A study compared the effects of once-weekly semaglutide (0.5 or 1 mg) and dulaglutide (1.5 mg) on major heart-related events in people with type 2 diabetes. After adjusting for differences in study groups, semaglutide reduced the risk of these events by 35% compared to placebo, while dulaglutide reduced the risk by 26%. The reduction with semaglutide was greater than with dulaglutide, but this difference was not statistically significant.

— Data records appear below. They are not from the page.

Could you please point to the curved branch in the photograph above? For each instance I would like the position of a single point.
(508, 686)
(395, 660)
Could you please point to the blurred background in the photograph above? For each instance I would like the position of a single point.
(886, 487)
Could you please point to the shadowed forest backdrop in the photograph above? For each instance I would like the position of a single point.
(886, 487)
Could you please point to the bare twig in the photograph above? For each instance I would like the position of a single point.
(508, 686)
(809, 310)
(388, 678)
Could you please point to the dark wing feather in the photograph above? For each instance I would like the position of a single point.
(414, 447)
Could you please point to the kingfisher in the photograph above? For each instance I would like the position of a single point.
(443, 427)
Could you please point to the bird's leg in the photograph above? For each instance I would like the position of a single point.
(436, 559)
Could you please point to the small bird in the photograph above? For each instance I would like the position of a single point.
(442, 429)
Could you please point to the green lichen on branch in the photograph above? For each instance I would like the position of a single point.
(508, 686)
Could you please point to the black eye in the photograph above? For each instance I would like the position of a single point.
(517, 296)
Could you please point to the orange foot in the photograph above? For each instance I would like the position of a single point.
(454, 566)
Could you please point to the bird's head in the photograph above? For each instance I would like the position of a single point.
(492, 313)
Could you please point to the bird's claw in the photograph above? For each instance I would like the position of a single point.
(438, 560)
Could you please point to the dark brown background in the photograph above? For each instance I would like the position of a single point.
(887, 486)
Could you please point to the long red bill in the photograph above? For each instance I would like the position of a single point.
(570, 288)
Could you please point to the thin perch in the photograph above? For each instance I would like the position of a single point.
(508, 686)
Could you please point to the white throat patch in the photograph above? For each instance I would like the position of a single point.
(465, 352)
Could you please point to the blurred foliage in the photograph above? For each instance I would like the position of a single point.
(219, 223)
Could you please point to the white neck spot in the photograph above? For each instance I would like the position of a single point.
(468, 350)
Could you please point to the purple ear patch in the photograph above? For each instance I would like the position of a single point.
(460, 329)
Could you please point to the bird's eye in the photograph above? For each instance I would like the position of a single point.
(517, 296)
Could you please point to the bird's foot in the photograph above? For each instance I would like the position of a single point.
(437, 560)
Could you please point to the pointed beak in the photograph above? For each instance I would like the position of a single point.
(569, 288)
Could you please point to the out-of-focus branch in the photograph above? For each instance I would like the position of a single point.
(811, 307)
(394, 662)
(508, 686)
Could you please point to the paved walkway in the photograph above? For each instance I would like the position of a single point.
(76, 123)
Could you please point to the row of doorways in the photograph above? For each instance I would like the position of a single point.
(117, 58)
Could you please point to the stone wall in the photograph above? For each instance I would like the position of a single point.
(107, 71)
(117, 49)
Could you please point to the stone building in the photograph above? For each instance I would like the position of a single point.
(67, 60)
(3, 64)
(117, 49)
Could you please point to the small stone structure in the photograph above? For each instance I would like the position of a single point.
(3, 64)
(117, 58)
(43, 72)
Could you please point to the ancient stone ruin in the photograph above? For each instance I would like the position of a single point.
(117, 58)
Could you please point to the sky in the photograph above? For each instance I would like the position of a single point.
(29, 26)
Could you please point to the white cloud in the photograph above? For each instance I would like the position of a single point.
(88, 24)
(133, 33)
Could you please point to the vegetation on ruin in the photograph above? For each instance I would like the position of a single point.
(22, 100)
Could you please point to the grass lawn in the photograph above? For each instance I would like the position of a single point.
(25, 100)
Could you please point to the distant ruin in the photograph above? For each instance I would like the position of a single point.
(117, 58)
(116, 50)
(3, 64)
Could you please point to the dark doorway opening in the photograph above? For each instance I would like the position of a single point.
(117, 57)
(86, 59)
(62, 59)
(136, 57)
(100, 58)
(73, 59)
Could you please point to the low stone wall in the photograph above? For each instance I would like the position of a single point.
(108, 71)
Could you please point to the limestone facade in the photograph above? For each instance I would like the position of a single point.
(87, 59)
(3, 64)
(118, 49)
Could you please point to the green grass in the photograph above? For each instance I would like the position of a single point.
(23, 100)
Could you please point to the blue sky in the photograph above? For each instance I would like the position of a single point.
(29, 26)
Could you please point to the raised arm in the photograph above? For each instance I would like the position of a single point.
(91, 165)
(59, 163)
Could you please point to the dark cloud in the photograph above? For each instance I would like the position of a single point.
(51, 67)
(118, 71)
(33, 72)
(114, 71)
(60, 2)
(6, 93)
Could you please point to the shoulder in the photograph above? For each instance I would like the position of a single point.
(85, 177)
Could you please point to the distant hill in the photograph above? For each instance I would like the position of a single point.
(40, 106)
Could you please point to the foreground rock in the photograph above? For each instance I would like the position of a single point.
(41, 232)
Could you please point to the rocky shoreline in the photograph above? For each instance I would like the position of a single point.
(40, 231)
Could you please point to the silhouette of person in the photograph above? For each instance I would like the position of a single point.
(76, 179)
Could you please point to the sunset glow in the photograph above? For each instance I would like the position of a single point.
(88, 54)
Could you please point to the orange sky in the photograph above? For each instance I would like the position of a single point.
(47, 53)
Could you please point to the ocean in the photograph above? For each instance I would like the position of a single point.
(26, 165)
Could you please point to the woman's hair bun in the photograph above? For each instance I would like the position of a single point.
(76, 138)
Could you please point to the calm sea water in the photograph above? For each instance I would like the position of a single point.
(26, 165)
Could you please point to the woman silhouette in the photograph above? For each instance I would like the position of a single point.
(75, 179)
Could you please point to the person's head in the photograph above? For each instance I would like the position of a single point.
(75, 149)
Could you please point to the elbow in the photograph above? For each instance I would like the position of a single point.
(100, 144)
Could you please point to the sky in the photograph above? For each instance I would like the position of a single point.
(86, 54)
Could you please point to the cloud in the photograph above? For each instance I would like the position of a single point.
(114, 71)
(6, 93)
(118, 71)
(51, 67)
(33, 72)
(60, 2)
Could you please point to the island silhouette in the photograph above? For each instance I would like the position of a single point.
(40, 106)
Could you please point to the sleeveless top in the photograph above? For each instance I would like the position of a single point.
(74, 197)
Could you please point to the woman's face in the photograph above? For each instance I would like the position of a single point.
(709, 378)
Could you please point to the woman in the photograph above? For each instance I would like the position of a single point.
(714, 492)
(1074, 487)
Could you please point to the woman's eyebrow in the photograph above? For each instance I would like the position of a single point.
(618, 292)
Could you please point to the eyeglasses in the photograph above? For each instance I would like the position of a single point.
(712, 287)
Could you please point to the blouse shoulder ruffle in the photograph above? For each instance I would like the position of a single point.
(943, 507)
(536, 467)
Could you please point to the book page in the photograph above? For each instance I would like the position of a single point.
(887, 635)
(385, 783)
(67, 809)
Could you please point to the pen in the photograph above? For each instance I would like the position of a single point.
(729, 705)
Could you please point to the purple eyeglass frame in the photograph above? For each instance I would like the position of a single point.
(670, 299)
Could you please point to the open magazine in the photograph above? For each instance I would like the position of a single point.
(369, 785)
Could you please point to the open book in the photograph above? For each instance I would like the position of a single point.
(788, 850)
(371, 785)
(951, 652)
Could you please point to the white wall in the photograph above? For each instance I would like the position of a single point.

AI summary of the abstract below.

JournalEndocrinol Diabetes Metab, 2021
Citations10
Relative citation ratio0.64
NIH percentile36
Molecules semaglutide, dulaglutide
Conditions studied Type 2 Diabetes, Cardiovascular Risk Reduction

Abstract

INTRODUCTION: Cardiovascular (CV) effects of once-weekly subcutaneous (s.c.) semaglutide 0.5 and 1 mg and dulaglutide 1.5 mg are reported in their respective placebo-controlled cardiovascular outcome trials (CVOTs), SUSTAIN 6 and REWIND. There is no head-to-head CVOT comparing these treatments and heterogeneity between their CVOTs renders conventional indirect comparison inappropriate. Therefore, a matching-adjusted indirect comparison (MAIC) was performed to compare the effects of s.c. semaglutide and dulaglutide on major adverse cardiovascular events (MACE) in patients with and without established cardiovascular disease (CVD). METHODS: Individual patient data from SUSTAIN 6 were matched with aggregate data from REWIND, using a propensity score method to balance baseline effect-modifying patient characteristics. Hazard ratios (HRs) for three-point (3P) MACE (CV death, non-fatal myocardial infarction, non-fatal stroke), anchored via placebo, were then indirectly compared between balanced populations. Sensitivity analyses were performed to test the robustness of the main analysis. RESULTS: After matching, included effect modifiers were balanced. In the main analysis, s.c. semaglutide was associated with a statistically significant 35% reduction in 3P MACE versus placebo (HR, 0.65 [95% confidence interval [CI]; 0.48, 0.87]) and nonsignificantly greater reduction (26%) versus dulaglutide (HR, 0.74 [95% CI; 0.54, 1.01]). Results were supported by all sensitivity analyses. CONCLUSIONS: This study demonstrated a statistically significant lower risk of 3P MACE for s.c. semaglutide versus placebo, in a population with lower prevalence of pre-existing CVD than that in the pre-specified primary analysis in SUSTAIN 6. Reduction in 3P MACE with s.c. semaglutide was greater than with dulaglutide, although not statistically significant.